The deadline for the Bodgers’ yurt is today and unfortunately we are not ready!  Thankfully my lovely wife is much more realistic and organised than me so she has secretly kept another yurt available in the event that we might need to juggle bookings around – not ideal but I can’t see anyone minding being in the Grand Abri yurt but especially at the moment as the sunflowers are out in the field just below, so the view is spectacular!

The problems started when we decided that the shower had to be positioned outside the roundhouse perimeter which involved digging another section out of the hillside.  This in itself wasn’t a big deal but by creating a cubicle we had our first corner, and therefore, stress point in the roundhouse. To overcome this we needed strong chunky carpentry again not a problem, just time consuming, so thanks Wendy for giving us that two week cushion!

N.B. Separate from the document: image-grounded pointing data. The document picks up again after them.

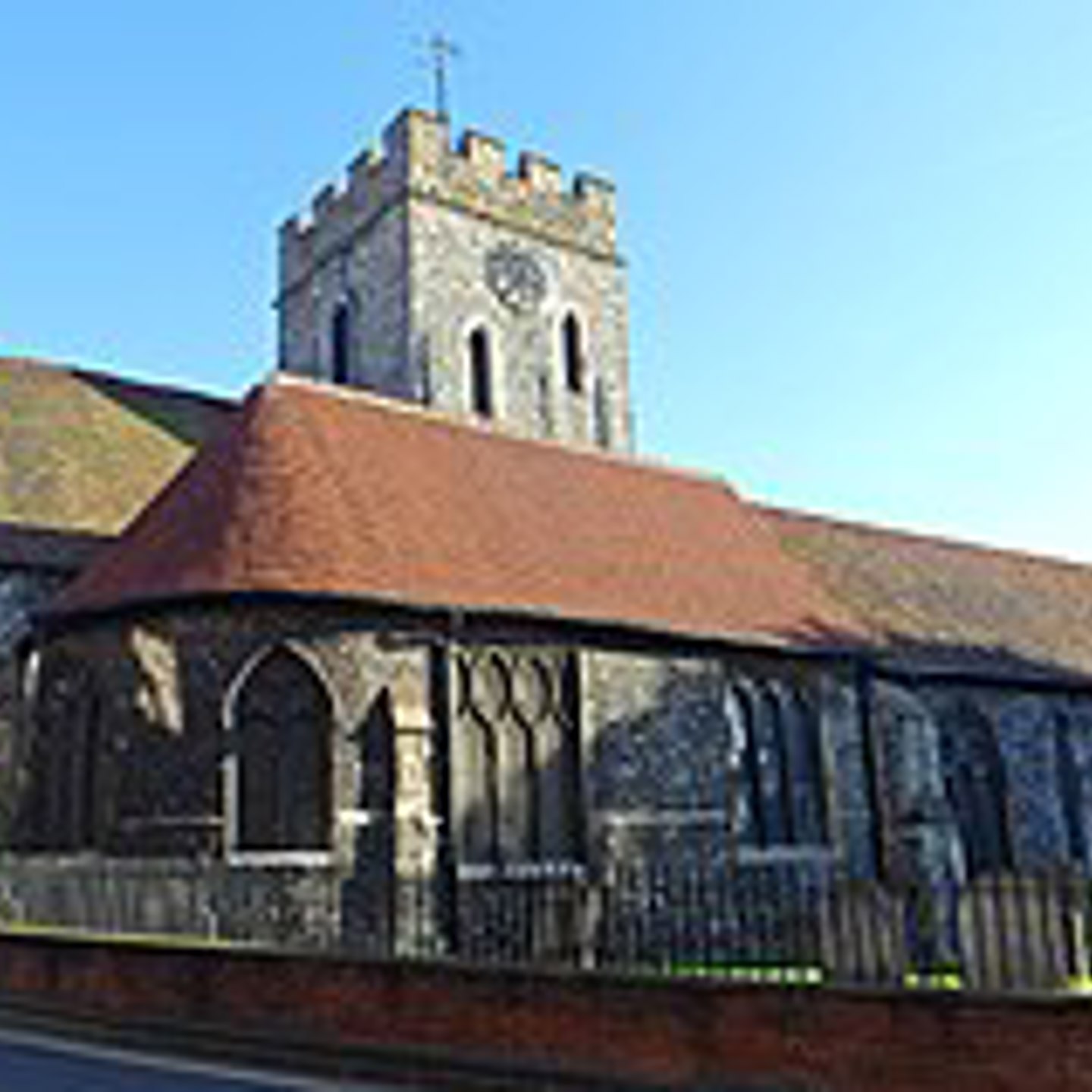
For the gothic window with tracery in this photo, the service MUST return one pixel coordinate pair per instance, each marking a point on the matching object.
(64, 759)
(516, 758)
(779, 764)
(282, 729)
(975, 783)
(341, 343)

To say that the last month has been busy is a massive understatement but it has been an absolute joy to see the building come on so quickly.  Once the main timber framing was finished, I went off in search of old car tyres, which lead to yet another classic french moment of me trying to explain why I wanted old car tyres, (well you try explaining about hobbit houses and earth-ship building to the man at the garage) it all ended with that gallic shrug and a mutter of “comme tu veut”.  Once in place they were rammed with stones forming the foundations of our straw-baled walls and they were then all compressed and spiked (with pointed willow rods) as best we could. 

 

 

The protective and waterproof membranes and also the land drainage were then carefully fitted as it is critical that the straw bales stay dry. It was decided at this point that Sam was the skinniest person around so he had to climb down between the bales and the excavated rock to organise membranes, drainage and careful placement of the soil, which was then filled up to henge level, compressing the bales still further and giving them a real feeling of strength and solidity.

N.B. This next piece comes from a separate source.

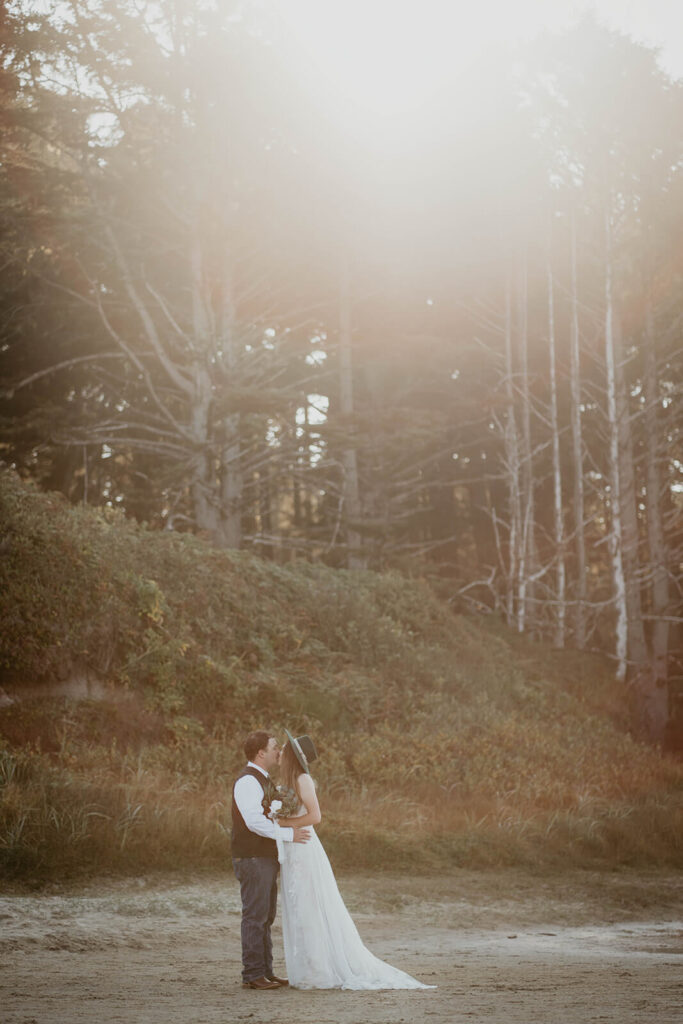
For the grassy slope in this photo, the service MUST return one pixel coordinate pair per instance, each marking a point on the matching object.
(442, 738)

With the bales in and safe from the elements, we could concentrate once again on the roof. After much deliberation we decided to use large willow wands in a swirling pattern (almost like french randing a basket) which had the effect of smoothing out some of the deviations in the rafter levels, creating a neat look to the underside. We could then carry on pulling the protective and damp-proof membranes over the willow before the soil went on  the roof – it took about 7 tons for the building to be sufficiently buried but the resulting structure instantly had a more cosy feel to it!

In the meantime Ben was busying himself with the first fix plumbing involving three hot and three cold water feeds, plumbing in our home-made solar panel and fitting it on to the roof to get optimum sunlight. 

And whilst everything has been busy down in the woods, Wendy has been tailor making the yurt cover up at the house. The walls are reasonably straight forward but the roof can be awkward and used to require several fittings.  Nowadays Wendy seems to be able to throw the part-made canvas on and make a few deft marks with her chalk here and there which makes no sense to me, bringing a mass of material back to her machine and turning it into a snuggly fitting roof cover with only three or four fittings, it’s a bit of a Harry Potter dark art.  She has also been very busy as ever sorting out all of the furniture for the yurt and roundhouse which involves lots of cleaning and restoration and painting as most of the stuff has to be lovingly restored having been found at vide greniers or brocantes, or donated for reuse!

Two weeks to go and even with the extra time it is going to be right down to the wire to get it ready for the first Bodgers!